Our praise to God is prayer, but we can also ask Him for His help, protection, and release from anxiety and depression. David reminds us, “Give your burdens to the Lord, and He will take care of you” (Psalm 55:22a). Peter says something similar: “Give all your worries and cares to God, for He cares about you” (1 Peter 5:7). After reminding us to pray and take our requests to God, Paul tells us, “Then [we] will experience God’s peace, which exceeds anything we can understand. His peace will guard [our] hearts and minds in Christ Jesus” (Philippians 4:7).


Now that we have returned our gaze to Christ, remembered what God has already done for us, acclaimed and praised Him for those things and for Who He is, and prayed, we are at a place where we can hope.

The author of Hebrews reminds us that we “have this hope as an anchor for the soul, firm and secure” (Hebrews 6:19, NIV). Hope and trust go hand-in-hand. Through the prophet Jeremiah, the Lord reminds His people to trust in the Lord. Those who trust in the Lord are those “who have made the Lord their hope and confidence” (Jeremiah 17:7-8). David reminds us that we can trust He will do what He says when we are committed to Him (Psalm 37:5-6). And the prophet Habakkuk reminds us that, no matter what the outcome, our hope is secure in who God is. Even if He doesn’t answer the way we desire—if our hope is truly in Him, we can still say, “yet I will rejoice in the Lord! I will be joyful in the God of my salvation!” (Habakkuk 3:18).

There are definitely times when those experiencing anxiety or depression should seek medical help.
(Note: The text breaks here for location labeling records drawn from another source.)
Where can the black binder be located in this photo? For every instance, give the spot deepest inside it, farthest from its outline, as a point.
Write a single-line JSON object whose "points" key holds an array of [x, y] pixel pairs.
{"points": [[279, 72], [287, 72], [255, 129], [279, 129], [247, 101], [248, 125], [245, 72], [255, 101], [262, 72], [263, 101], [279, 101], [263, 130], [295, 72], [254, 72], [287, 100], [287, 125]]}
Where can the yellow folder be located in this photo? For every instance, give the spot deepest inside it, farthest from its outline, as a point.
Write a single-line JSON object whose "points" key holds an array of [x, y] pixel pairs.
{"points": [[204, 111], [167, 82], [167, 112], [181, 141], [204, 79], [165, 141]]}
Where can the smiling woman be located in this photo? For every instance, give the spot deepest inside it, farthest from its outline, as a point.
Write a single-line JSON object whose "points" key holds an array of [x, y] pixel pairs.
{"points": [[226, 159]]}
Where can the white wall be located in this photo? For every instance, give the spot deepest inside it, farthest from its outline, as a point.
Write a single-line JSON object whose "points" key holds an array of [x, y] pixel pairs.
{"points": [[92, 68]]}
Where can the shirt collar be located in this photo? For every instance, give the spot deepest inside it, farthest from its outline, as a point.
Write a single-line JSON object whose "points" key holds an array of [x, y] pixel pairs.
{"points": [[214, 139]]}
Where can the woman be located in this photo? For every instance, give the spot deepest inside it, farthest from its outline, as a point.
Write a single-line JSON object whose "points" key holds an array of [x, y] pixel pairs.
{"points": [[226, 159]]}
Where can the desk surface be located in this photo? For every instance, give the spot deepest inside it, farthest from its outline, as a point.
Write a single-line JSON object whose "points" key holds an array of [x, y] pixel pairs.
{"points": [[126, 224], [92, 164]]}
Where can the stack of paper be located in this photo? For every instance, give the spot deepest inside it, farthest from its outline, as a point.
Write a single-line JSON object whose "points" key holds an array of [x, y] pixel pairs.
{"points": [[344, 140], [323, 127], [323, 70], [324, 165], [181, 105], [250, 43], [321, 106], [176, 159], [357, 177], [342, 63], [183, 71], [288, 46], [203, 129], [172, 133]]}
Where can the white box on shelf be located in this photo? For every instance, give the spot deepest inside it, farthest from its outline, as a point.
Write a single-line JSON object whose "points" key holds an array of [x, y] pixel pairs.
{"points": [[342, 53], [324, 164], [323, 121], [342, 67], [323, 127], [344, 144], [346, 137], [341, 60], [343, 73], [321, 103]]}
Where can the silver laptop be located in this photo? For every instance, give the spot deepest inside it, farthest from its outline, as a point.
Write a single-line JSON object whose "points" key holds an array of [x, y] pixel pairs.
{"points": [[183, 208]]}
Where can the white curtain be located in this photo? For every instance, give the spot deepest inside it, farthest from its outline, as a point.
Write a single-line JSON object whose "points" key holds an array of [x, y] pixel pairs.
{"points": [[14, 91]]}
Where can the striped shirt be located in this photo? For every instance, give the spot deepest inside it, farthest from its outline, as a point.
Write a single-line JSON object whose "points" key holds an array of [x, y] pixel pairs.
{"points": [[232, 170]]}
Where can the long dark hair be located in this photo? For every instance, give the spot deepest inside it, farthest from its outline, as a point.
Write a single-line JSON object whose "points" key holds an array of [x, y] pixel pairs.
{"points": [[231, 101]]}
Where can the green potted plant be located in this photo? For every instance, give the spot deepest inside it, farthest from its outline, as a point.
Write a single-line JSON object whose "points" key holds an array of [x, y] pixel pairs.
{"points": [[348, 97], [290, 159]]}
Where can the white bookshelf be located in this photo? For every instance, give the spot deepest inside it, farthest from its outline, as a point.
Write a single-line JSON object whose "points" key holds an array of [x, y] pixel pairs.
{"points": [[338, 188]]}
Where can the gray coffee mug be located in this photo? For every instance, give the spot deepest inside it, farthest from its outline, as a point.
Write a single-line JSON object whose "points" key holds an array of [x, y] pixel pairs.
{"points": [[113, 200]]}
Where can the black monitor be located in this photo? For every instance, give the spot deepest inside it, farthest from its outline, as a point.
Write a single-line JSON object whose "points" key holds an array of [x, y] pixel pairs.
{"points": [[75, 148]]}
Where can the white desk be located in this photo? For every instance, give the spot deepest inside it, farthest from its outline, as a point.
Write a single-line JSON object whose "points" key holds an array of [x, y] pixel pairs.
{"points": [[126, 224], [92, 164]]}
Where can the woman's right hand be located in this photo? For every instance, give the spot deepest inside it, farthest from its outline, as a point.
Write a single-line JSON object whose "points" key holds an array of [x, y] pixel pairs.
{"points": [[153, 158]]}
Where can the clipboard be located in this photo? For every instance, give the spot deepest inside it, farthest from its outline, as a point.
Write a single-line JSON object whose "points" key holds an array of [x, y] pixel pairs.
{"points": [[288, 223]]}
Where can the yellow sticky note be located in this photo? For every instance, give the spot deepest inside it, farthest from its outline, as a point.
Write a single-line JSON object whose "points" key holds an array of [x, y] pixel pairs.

Taking medicine to help with these things is not sinful. Regardless of one’s need for medical treatment, we are all advised to GRAPH it out: gaze, remember, acclaim, pray, and hope. He will come through!

Reference: Brand, Chad et. al., eds. Holman Illustrated Bible Dictionary. Nashville, TN: Holman Bible Publishers, 2003.
Enlow, Ralph E., Jr. “Anxiety.” Evangelical Dictionary of Biblical Theology. Baker Reference Library. Grand Rapids, MI: Baker Books House, 1996.
Manser, Martin H. Dictionary of Bible Themes: The Accessible and Comprehensive Tool for Topical Studies. London, England: Martin Manser, 2009.
Swanson, James and Orville Nave. New Nave’s Topical Bible. Oak Harbor, WA: Logos Research Systems, 1994.